Damn look at those mugs! the horror of interacting with all those ugly dudes! Pale skin, large noses and wearing clothes! YUCK! Well, come on Poki, lets cite these guys and get it all over with”
OMG this is hilarious. you have really outdone yourself this time, Jago (:
I agree!
“Newly-Minted Tribal Lawyer”?
“Ritual Circumsion”?
“Littering” with Priest Corpses?
This all puts a new edge on “You’re in Good Hands with AllState”, don’ it? And Jago is the Current Candidate for Mayhem!
Or as Sledge Hammer would say: “Trust me, I know what I’m doing.”

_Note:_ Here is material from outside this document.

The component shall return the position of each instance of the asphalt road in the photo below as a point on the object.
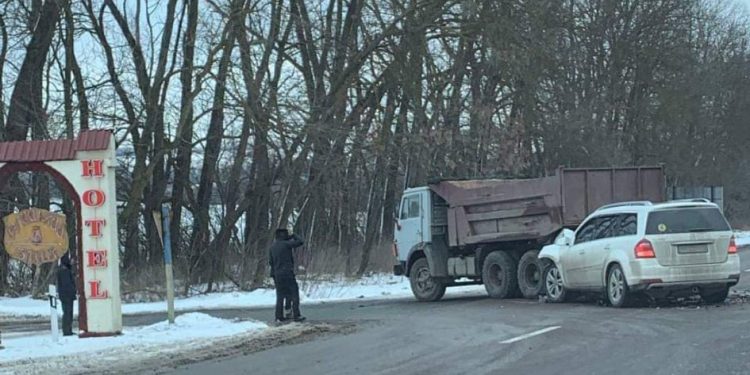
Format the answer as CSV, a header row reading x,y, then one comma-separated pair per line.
x,y
478,335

My thanks for the compliment ladies. If I can make anyone laugh at my comments, my good deed in the web is done for the day!
Oh, you done Good, Jago!!
They killed Watambe…..Those Bastards!
That they did Mr. DanMan..you can read Watambe’s last words one panel back in your reply section (Cargo Cult #1 #18)..Poor guy, he was just doing his bit (shown in Panel 3, Cargo Cult #1 #3) turning the pseudo-planes propellers when he got run over..Just wasn’t his day.
Or anyone else’s, so far……
Just to note and to get back on topic that plane showed up out of nowhere and all the countries at war with each in the world at that time had Radar. So depending on what happens next that plane showed up on Radar. xD
That could be bad………
Radar at that time would not have had nearly enough range.
Heck even today I doubt it would have been picked up.